Personal information
- Full name: Rezső Béla Kende
- Born: 31 December 1908 Rákospalota, Austria-Hungary
- Died: 19 June 2011 (aged 102) Budapest, Hungary

Gymnastics career
- Discipline: Men's artistic gymnastics
- Country represented: Hungary;
- Club: Újpesti Tornaegylet

= Rezső Kende =

Hungarian gymnast (1908–2011)

Rezső Béla Kende (31 December 1908 - 19 June 2011) was a Hungarian gymnast who competed at the 1928 Summer Olympics in Amsterdam. He participated in six individual events, achieving his best result at the Olympics in the men's parallel bars tournament, where he finished 33rd in a field of 85 competitors. He was also a part of the Hungarian squad for the men's all-around event, which finished 10th out of 11 nations. Two years after the Olympics he competed at the 1930 World Artistic Gymnastics Championships in Luxembourg, but did not win a medal.

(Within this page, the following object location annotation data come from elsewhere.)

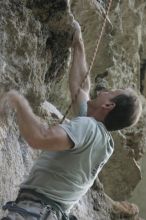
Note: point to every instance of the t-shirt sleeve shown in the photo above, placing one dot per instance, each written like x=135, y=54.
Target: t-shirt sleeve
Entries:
x=77, y=130
x=83, y=109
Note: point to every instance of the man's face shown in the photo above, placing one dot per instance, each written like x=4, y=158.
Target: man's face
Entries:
x=104, y=97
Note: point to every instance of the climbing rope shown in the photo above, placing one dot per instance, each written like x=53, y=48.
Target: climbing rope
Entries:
x=92, y=61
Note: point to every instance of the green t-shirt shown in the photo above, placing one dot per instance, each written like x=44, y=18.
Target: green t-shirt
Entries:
x=66, y=176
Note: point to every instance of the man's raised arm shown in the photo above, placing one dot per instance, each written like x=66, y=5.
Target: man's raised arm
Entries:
x=34, y=131
x=78, y=71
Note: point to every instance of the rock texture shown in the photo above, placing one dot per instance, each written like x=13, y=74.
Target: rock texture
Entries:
x=35, y=39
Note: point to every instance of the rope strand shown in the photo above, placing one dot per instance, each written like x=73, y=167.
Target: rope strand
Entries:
x=91, y=63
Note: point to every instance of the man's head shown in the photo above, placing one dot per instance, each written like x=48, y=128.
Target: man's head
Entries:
x=117, y=109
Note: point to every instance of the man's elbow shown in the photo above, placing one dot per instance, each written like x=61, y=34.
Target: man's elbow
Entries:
x=34, y=143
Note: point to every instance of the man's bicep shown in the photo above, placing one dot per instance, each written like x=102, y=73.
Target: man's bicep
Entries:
x=55, y=139
x=79, y=105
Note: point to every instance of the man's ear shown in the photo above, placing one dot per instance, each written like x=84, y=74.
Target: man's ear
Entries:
x=109, y=106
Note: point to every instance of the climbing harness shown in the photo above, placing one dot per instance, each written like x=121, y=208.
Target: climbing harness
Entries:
x=92, y=61
x=48, y=205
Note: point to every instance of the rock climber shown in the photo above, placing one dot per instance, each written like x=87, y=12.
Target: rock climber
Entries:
x=74, y=152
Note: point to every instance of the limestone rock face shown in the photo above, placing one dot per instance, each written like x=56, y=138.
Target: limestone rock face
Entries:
x=35, y=40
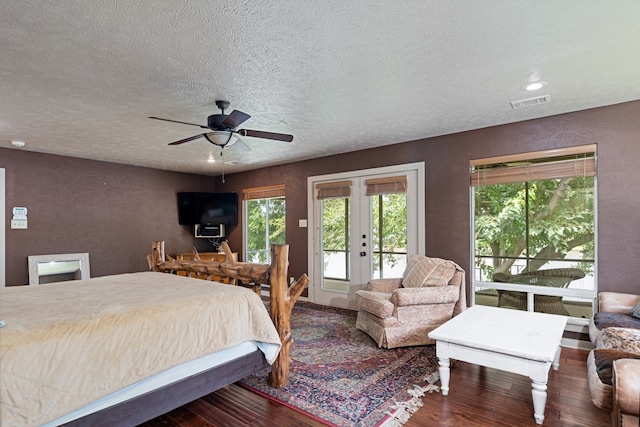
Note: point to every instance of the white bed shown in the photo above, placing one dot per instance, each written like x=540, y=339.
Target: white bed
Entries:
x=179, y=338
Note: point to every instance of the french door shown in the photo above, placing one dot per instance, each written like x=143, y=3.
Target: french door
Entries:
x=364, y=226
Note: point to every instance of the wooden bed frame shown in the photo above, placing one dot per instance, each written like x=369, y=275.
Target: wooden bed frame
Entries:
x=282, y=299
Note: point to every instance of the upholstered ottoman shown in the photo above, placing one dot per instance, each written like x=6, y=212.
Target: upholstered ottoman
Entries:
x=600, y=373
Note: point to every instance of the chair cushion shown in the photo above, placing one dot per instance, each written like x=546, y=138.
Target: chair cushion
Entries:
x=623, y=339
x=604, y=358
x=605, y=319
x=376, y=303
x=426, y=271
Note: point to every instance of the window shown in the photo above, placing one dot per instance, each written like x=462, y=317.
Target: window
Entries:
x=264, y=221
x=534, y=221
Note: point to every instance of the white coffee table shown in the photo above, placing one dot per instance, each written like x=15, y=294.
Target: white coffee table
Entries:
x=516, y=341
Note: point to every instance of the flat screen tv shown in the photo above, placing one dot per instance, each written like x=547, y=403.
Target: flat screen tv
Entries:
x=207, y=208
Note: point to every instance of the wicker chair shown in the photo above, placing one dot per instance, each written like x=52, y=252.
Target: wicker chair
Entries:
x=555, y=277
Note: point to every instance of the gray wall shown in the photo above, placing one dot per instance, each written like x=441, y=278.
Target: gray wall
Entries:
x=115, y=211
x=111, y=211
x=616, y=130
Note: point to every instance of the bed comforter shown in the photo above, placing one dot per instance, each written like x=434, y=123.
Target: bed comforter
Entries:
x=67, y=344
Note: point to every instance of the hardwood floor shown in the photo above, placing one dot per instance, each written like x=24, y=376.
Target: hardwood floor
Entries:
x=478, y=397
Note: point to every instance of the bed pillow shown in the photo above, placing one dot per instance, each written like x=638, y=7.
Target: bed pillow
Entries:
x=424, y=271
x=635, y=311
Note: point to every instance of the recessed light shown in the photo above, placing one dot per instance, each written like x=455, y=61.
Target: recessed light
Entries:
x=534, y=85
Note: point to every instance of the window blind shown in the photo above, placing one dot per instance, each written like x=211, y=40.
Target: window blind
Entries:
x=265, y=192
x=333, y=189
x=535, y=166
x=387, y=185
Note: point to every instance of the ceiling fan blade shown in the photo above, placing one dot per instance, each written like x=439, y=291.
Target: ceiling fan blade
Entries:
x=177, y=121
x=266, y=135
x=236, y=118
x=191, y=138
x=240, y=145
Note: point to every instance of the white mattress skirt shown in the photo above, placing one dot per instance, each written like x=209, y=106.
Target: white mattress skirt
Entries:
x=159, y=380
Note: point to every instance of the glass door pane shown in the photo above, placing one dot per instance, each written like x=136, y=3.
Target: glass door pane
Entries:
x=389, y=235
x=335, y=244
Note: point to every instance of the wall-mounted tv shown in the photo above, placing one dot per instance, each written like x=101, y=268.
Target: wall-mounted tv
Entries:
x=207, y=208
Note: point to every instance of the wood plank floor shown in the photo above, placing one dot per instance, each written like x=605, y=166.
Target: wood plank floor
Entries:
x=478, y=397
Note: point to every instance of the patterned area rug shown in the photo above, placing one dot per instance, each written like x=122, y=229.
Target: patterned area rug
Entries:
x=339, y=376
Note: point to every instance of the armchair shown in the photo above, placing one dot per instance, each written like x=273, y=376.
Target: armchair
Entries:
x=401, y=312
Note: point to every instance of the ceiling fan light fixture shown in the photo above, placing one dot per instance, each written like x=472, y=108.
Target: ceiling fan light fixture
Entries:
x=221, y=138
x=538, y=84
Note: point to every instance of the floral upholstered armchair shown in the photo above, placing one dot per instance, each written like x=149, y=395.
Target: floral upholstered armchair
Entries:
x=401, y=312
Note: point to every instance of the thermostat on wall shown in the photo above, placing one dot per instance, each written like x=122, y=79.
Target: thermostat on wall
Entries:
x=19, y=218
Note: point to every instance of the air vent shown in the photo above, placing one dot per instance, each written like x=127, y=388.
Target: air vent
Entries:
x=544, y=99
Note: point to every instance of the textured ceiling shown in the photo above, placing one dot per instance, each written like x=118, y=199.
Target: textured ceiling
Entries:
x=80, y=77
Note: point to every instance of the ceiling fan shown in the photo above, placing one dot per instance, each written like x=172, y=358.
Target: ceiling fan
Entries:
x=223, y=130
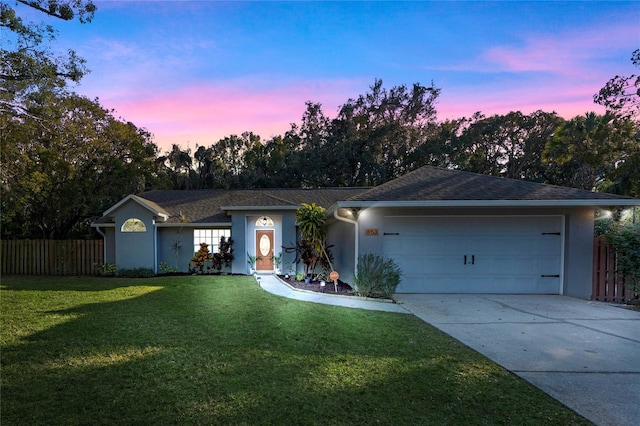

Kende was born in the Rákospalota neighborhood of Budapest and competed out of Újpesti TE. He was a multiple national gymnastics champion and served as a judge and referee for the sport for sixty years following his 1930 retirement. He also had a career as a jurist and attorney. When he died in June 2011, at the age of 102, he was Hungary's oldest living former Olympic competitor.